Kamis, 29 November 2012

Cerpen Ncha




Surat Merah Muda

            Hari yang saat itu sangat sepi. Entah karena memang tidak ada manusia yang berlalu lalang, atau karena hatiku yang memang sedang sepi. Aku tetap duduk terdiam di bawah pohon rindang rumahku yang menutupi panas terik matahari. “Woi, bengong aja!” suara Shou membuyarkan susasana. “Ih, buat gue kaget aja lo. Ada apaan sih? Dateng-dateng buat rusuh.” jawabku dengan rasa gemas. “Jiaah, lagi sensi mba? Hahaha. Gue pengen ketemu lo aja, abis gue bosen di rumah. Lo juga, ngapain bengong di sini? Kesurupan baru tau rasa lo!”. “Ah, ngaco lo. Nggak ada setan siang bolong gini!” balasku sambil mencubit lengan tangannya yang berkeringat. 

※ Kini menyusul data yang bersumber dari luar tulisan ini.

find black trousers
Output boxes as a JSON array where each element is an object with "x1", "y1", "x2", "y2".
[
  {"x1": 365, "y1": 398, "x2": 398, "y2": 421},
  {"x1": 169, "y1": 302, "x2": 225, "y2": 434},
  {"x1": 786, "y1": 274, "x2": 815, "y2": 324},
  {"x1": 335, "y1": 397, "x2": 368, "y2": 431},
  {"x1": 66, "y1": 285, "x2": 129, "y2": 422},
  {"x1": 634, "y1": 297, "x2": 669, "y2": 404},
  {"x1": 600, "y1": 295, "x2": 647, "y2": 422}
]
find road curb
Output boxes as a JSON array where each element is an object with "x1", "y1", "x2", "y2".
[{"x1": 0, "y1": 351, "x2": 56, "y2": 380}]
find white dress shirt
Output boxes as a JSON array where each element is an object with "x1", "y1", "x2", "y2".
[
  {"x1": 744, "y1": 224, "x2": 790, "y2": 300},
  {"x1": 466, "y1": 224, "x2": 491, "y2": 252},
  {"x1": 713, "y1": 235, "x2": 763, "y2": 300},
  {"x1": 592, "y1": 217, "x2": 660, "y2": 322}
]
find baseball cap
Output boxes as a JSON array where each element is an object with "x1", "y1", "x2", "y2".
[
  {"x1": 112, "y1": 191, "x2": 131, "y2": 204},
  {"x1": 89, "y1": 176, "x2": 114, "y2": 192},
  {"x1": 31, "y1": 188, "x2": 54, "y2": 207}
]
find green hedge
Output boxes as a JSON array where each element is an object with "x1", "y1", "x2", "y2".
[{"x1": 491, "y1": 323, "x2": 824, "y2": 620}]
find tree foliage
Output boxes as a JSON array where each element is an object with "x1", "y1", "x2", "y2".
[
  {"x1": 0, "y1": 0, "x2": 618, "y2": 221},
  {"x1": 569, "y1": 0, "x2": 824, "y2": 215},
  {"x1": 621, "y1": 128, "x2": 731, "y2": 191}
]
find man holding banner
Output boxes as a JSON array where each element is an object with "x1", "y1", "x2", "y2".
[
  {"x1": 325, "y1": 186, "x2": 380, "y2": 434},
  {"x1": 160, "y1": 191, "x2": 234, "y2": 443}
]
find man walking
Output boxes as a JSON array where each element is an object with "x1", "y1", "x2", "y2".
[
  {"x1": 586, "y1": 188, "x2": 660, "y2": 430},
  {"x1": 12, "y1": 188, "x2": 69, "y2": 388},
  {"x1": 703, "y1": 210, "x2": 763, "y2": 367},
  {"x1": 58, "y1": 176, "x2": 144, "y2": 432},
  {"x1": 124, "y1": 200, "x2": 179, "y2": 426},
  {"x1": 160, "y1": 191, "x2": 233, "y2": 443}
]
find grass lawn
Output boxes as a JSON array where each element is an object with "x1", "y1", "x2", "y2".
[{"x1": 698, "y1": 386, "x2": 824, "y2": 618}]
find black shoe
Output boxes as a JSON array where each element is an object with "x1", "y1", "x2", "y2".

          Hari ini memang sangat panas.  Tetapi entah mengapa sahabat keciku yang satu ini terlihat sangat pucat dan berkeringat. Aku berfikir, seharusnya aku bertanya, mengapa dia terlihat begitu berbeda. “Shou, lo sakit?” tanyaku dengan nada heran dan sedikit mengerutkan dahiku. “Hmmm. Nggak kok lo nanya gitu? Emang kenapa sama gue?” jawab Shou dengan nada yang bisa di bilang tidak meyakinkan.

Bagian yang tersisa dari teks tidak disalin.